#1

While the exact definition of what each of us considers eerie differs, the underlying cause is more or less the same.
"[Creepy is] about the uncertainty of threat. You’re feeling uneasy because you think there might be something to worry about here, but the signals are not clear enough to warrant your doing some sort of desperate, life-saving kind of thing,” Frank McAndrew, professor of psychology at Knox College in Illinois, United States, explained.
Even the way our bodies respond to the triggers is similar.
In 2012, researchers from the University of Groningen in the Netherlands found that when subjects felt creeped out, they felt colder and believed that the temperature in the room had actually dropped.
Chilling, indeed!
That physical response further heightens our senses.

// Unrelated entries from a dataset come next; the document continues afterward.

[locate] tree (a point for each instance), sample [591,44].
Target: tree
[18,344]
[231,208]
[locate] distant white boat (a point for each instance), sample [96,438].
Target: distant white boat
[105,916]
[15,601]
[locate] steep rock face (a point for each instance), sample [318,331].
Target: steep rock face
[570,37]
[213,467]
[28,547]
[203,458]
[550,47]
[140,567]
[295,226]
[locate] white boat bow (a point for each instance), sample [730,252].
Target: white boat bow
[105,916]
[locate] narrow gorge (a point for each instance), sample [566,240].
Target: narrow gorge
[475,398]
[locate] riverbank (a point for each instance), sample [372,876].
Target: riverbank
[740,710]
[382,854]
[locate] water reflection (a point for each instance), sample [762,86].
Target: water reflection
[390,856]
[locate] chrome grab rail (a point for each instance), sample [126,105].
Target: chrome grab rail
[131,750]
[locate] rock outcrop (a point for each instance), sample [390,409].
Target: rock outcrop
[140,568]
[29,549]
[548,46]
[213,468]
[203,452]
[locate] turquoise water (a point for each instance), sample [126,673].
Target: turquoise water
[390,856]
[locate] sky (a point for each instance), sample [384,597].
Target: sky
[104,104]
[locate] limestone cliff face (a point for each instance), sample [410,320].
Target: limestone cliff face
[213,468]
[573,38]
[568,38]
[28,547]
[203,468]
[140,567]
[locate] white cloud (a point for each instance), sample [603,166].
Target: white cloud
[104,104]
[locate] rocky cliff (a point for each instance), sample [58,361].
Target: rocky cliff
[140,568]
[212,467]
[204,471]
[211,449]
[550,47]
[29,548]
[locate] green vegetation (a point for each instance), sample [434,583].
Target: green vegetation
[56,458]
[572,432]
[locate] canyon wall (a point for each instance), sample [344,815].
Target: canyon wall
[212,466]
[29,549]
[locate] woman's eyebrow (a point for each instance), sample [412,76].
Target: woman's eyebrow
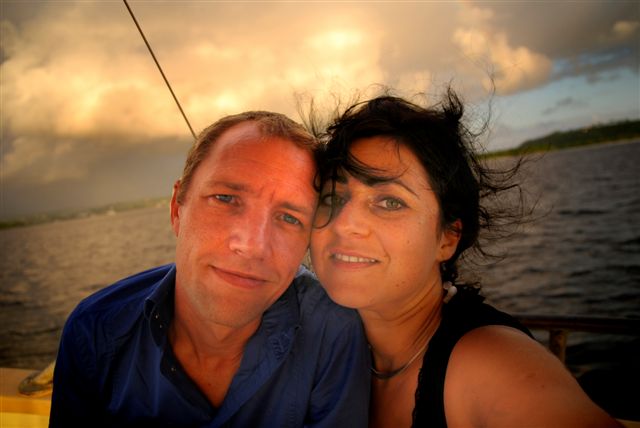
[377,181]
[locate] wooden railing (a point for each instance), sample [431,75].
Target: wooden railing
[559,327]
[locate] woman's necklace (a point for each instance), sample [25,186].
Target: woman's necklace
[393,373]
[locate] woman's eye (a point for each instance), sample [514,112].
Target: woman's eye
[391,204]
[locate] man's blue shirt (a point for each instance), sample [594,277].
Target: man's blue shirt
[306,365]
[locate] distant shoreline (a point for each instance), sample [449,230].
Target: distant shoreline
[624,132]
[519,152]
[628,130]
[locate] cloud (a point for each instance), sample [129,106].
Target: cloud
[80,93]
[512,69]
[564,103]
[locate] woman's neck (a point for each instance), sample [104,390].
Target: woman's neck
[396,335]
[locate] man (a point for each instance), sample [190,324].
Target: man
[235,333]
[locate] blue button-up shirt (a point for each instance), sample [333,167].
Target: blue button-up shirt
[306,365]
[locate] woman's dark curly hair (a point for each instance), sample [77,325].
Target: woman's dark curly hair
[444,146]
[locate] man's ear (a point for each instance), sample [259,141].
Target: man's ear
[449,240]
[175,208]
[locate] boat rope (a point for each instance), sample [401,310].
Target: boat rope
[160,68]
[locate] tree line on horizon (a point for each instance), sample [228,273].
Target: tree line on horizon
[596,134]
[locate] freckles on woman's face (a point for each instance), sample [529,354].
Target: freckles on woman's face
[383,243]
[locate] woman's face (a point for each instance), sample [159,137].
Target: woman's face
[383,246]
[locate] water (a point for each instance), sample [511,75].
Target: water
[582,257]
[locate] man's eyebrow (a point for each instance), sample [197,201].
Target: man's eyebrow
[239,187]
[228,184]
[302,209]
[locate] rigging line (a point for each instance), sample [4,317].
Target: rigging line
[160,69]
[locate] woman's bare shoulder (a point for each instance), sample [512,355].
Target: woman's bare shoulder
[499,376]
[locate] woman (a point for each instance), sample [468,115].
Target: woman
[400,202]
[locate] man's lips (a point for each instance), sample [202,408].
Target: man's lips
[239,279]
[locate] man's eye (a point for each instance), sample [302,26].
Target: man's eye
[290,219]
[227,199]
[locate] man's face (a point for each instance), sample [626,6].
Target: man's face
[244,225]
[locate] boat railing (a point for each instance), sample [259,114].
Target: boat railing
[559,327]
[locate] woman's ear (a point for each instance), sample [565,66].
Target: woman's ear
[449,240]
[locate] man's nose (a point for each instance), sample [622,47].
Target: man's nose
[250,234]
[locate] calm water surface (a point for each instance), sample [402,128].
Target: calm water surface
[581,257]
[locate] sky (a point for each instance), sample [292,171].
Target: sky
[86,119]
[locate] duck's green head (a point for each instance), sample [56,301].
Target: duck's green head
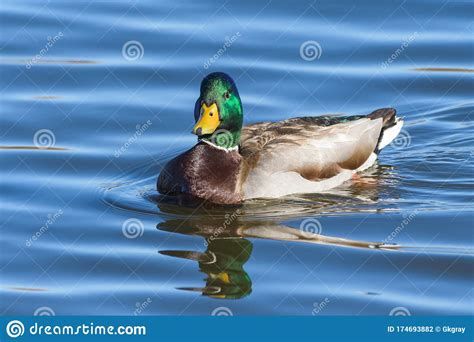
[218,111]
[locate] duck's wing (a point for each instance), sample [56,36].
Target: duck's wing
[288,154]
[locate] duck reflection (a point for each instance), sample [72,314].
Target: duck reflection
[223,263]
[226,231]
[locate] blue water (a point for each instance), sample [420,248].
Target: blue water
[83,230]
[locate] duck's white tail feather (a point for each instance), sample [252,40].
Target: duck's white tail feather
[389,134]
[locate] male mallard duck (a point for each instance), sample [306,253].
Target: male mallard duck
[230,164]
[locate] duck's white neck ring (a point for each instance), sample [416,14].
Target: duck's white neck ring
[235,148]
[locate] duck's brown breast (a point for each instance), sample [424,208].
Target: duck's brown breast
[204,172]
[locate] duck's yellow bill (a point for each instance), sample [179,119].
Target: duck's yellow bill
[208,120]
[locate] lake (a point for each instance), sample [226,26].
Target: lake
[98,96]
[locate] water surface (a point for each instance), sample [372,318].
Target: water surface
[87,125]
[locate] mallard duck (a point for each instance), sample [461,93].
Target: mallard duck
[231,164]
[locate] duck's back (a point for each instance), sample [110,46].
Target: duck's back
[309,154]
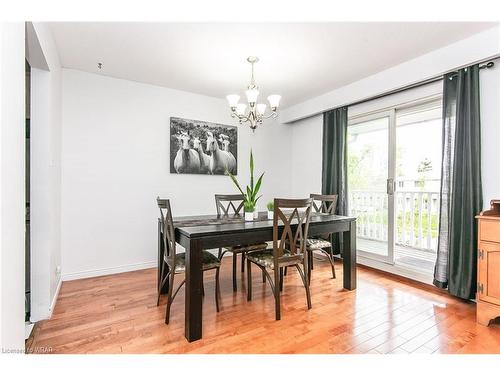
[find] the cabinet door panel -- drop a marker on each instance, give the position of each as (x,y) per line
(489,275)
(489,230)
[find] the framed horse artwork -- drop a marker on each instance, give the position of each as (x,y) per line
(201,147)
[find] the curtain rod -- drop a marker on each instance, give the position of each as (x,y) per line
(486,65)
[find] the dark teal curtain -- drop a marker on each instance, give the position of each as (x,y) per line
(334,168)
(461,191)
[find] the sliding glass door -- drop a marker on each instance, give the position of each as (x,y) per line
(394,169)
(371,183)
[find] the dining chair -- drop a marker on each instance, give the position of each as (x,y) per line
(230,205)
(322,204)
(289,248)
(175,263)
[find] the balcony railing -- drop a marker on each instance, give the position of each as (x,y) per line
(416,217)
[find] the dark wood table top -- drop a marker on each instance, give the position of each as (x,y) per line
(201,225)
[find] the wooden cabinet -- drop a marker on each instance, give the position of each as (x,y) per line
(488,283)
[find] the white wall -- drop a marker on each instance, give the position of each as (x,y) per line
(12,199)
(308,164)
(115,161)
(490,137)
(462,53)
(45,194)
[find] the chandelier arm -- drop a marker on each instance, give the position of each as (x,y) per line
(272,115)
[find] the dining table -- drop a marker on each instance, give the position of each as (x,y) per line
(203,232)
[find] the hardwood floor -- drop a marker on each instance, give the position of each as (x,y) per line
(118,314)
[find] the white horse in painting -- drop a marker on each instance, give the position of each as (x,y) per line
(224,140)
(204,158)
(219,160)
(186,160)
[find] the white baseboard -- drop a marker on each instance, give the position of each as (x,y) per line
(54,299)
(28,327)
(397,270)
(108,271)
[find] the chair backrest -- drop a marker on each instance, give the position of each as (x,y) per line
(325,204)
(229,204)
(295,220)
(168,230)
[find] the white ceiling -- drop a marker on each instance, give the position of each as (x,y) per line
(298,61)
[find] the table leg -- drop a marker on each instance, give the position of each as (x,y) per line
(194,280)
(349,257)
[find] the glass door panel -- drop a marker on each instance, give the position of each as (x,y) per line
(418,185)
(370,183)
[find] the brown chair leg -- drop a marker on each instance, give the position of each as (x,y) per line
(162,282)
(217,289)
(169,297)
(281,279)
(277,295)
(249,280)
(306,284)
(309,265)
(235,258)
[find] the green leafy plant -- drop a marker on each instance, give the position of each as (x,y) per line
(250,196)
(270,206)
(248,206)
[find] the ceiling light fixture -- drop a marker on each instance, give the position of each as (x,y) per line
(256,112)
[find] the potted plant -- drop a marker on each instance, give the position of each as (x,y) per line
(270,210)
(249,211)
(250,197)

"You don't know how to act but you’re really concerned about getting more information," McAndrew said.
"It kind of takes your attention and focuses it like a laser on this particular stimulus, whatever it is."
As we can see from the pictures, it can be a lot of things, situations, places and, of course, people.
"We're predisposed to see willful agents that mean us harm in situations that are ambiguous, but this was an adaptive thing to do,” McAndrew said.
Our ancestors saw saber-toothed tigers in every shadow and a slithering snake in the motion of the swaying grass because it was better to be safe than sorry.
McAndrew pointed out that truly creepy things and situations are not attractive. At all.
"We don't enjoy real creepy situations, and we will avoid them like the plague," he said. "Like if there's a person who creeps you out, you'll cross the street to get away.”
What we do enjoy is playacting, in the same way we enjoy the thrill of watching a horror movie.